To measure hospital stay for acute stroke care and to describe health services and demographic factors associated with longer length of stay (LOS).
Observational, retrospective consecutive case series.
Large tertiary-care teaching hospital in Massachusetts.
The patient population comprised 745 patients aged 65 years and older admitted with ischemic stroke from 1982 through 1995.
Main Outcome Measures:
Hospital LOS (1-5, 6-10, and > 10 days) as well as total charges and discharge location.
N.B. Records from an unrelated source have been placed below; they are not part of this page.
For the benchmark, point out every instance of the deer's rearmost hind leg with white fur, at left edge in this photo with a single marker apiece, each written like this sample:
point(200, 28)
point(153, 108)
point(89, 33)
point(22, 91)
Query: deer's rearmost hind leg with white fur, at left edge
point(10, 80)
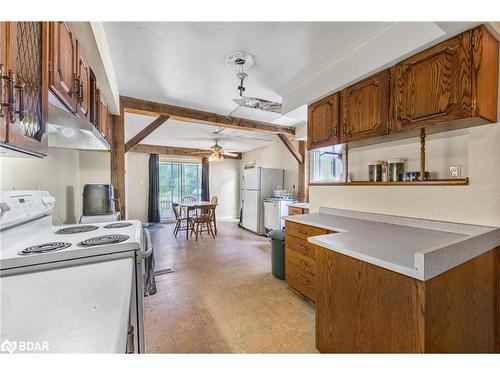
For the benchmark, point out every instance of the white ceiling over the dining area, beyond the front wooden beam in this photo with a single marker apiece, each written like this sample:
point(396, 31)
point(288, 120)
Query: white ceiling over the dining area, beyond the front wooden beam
point(181, 134)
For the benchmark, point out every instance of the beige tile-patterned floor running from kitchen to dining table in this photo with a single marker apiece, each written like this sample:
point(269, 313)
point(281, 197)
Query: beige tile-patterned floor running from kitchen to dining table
point(222, 298)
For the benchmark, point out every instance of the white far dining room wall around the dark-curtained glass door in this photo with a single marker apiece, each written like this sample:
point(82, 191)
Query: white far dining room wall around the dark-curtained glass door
point(224, 182)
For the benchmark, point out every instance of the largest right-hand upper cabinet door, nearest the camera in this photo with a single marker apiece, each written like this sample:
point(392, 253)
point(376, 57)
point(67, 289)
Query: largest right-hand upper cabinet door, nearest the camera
point(433, 86)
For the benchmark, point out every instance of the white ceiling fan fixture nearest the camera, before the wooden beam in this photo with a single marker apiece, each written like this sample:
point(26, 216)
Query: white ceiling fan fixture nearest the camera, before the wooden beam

Median LOS was 7 days (range, 1-289 days), and median total charges were $8740 (range, $522-$135 172); LOS explained 62% of the variance in total charges. Insurance status was a major factor in determining LOS: after possible confounders were controlled for, patients enrolled in a health maintenance organization were significantly less likely to have long hospital stays (odds ratio [OR], 0.45; 95% confidence interval, 0.31-0.66) than were conventional Medicare enrollees, while the LOS of patients with other insurance coverage was no different from that of Medicare patients. Longer LOS was significantly associated with greater comorbidity (OR, 1.52 for a Charlson comorbidity index >2), institutionalization prior to hospital admission (OR, 1.83), and unmarried status (OR, 1.37) and was inversely associated with year of admission (OR, 0.30 in years 1991-1995 vs 1982-1986). Age, sex, and race were not associated with LOS. Discharge to a nursing home or inpatient rehabilitation site was not associated with type of insurance coverage (OR, 1.10; 95% confidence interval, 0.72-1.69 for patients in a health maintenance organization vs conventional Medicare patients).
There is marked variability in length of hospital stay for ischemic stroke among the elderly, even after underlying patient differences are controlled for. Managed care may result in increased efficiency of in-hospital care and improved discharge planning for these patients; further study of the ultimate clinical outcomes of such care is needed.